The game was shown on six TV sets, visible from every seat in the bar, but only the bartender and I paid any attention. He railed nonstop about Bud Selig and the evils of profit sharing, as if reading from a script provided by George Steinbrenner.

I asked him why nobody seemed interested in the World Series. He thought it was obvious. “Baseball is a slow game,” he said. “Most of the time, everybody is just standing around waiting for something to happen. And if they are a bunch of guys you never heard of, well …” He trailed off and looked up at the TV set as Benji Gil, the Angels reserve second baseman, stepped up to the plate.

“Like that guy,” said the bartender. “I don’t know him from boo. And unless he hits this next ball 500 feet, I never will.” Benji Gil struck out and went back to the dugout a forgotten man.
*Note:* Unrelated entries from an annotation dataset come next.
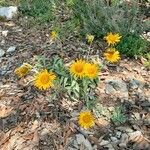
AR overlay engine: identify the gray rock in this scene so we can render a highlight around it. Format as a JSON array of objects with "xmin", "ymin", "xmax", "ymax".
[
  {"xmin": 129, "ymin": 79, "xmax": 143, "ymax": 90},
  {"xmin": 105, "ymin": 79, "xmax": 128, "ymax": 99},
  {"xmin": 7, "ymin": 46, "xmax": 16, "ymax": 53},
  {"xmin": 110, "ymin": 137, "xmax": 118, "ymax": 143},
  {"xmin": 76, "ymin": 134, "xmax": 93, "ymax": 150},
  {"xmin": 0, "ymin": 6, "xmax": 18, "ymax": 19},
  {"xmin": 0, "ymin": 49, "xmax": 5, "ymax": 57}
]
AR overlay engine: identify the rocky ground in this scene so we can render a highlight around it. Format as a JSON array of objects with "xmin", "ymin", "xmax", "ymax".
[{"xmin": 0, "ymin": 7, "xmax": 150, "ymax": 150}]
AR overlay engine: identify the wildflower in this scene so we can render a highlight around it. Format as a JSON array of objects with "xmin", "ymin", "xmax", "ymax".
[
  {"xmin": 85, "ymin": 63, "xmax": 99, "ymax": 79},
  {"xmin": 78, "ymin": 111, "xmax": 95, "ymax": 129},
  {"xmin": 51, "ymin": 31, "xmax": 57, "ymax": 40},
  {"xmin": 104, "ymin": 48, "xmax": 120, "ymax": 63},
  {"xmin": 70, "ymin": 59, "xmax": 85, "ymax": 78},
  {"xmin": 14, "ymin": 63, "xmax": 32, "ymax": 78},
  {"xmin": 86, "ymin": 34, "xmax": 94, "ymax": 44},
  {"xmin": 34, "ymin": 69, "xmax": 56, "ymax": 90},
  {"xmin": 104, "ymin": 32, "xmax": 121, "ymax": 45}
]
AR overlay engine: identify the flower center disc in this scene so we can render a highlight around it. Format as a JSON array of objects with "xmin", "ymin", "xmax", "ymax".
[
  {"xmin": 40, "ymin": 75, "xmax": 49, "ymax": 84},
  {"xmin": 75, "ymin": 65, "xmax": 83, "ymax": 73},
  {"xmin": 82, "ymin": 116, "xmax": 90, "ymax": 123}
]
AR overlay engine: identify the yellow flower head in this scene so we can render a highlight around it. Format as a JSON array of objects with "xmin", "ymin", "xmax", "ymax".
[
  {"xmin": 51, "ymin": 31, "xmax": 57, "ymax": 40},
  {"xmin": 104, "ymin": 32, "xmax": 121, "ymax": 45},
  {"xmin": 78, "ymin": 111, "xmax": 95, "ymax": 129},
  {"xmin": 104, "ymin": 48, "xmax": 120, "ymax": 63},
  {"xmin": 34, "ymin": 69, "xmax": 56, "ymax": 90},
  {"xmin": 85, "ymin": 63, "xmax": 99, "ymax": 79},
  {"xmin": 86, "ymin": 34, "xmax": 94, "ymax": 44},
  {"xmin": 14, "ymin": 63, "xmax": 32, "ymax": 78},
  {"xmin": 70, "ymin": 59, "xmax": 85, "ymax": 78}
]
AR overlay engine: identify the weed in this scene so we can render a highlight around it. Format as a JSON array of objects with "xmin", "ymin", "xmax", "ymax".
[{"xmin": 117, "ymin": 34, "xmax": 148, "ymax": 57}]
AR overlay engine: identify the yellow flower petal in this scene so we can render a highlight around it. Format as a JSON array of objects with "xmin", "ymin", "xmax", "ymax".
[
  {"xmin": 70, "ymin": 59, "xmax": 85, "ymax": 78},
  {"xmin": 78, "ymin": 111, "xmax": 95, "ymax": 129},
  {"xmin": 104, "ymin": 48, "xmax": 120, "ymax": 63},
  {"xmin": 34, "ymin": 69, "xmax": 56, "ymax": 90},
  {"xmin": 85, "ymin": 63, "xmax": 99, "ymax": 79},
  {"xmin": 104, "ymin": 32, "xmax": 121, "ymax": 45},
  {"xmin": 14, "ymin": 63, "xmax": 32, "ymax": 78}
]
In the eighth inning, baseball fans across America finally got their fix —Barry Bonds in a non-walk situation. Best of all, it came against the Angels’$2 20-year-old Venezuelan phenom, Francisco Rodriguez, aka K-Rod, and it was a brilliant duel. K-Rod skimmed a slider on the outside corner for strike one, fooled Bonds completely with a vicious, diving curve for strike two, and then on a 2-2 count, went after the outside corner again. Bonds made the classic (and for him, uncharacteristic) mistake of trying to pull a ball away from him and dribbled it to the first baseman. It was an astonishing piece of pitching, almost as impressive as Ramon Ortiz’s strikeout of Bonds the night before, but to the channel-surfer sitting at home, it was, in all likelihood, a touch underwhelming.

The bartender then launched into another extended anti-Selig tirade. Desperate to change the subject, I finally asked him if anyone ever came in and ordered a Buttery Nipple. “Oh sure,” he said, “I get all types in here. But I just pour ‘em a beer, and say, here, suck on this.”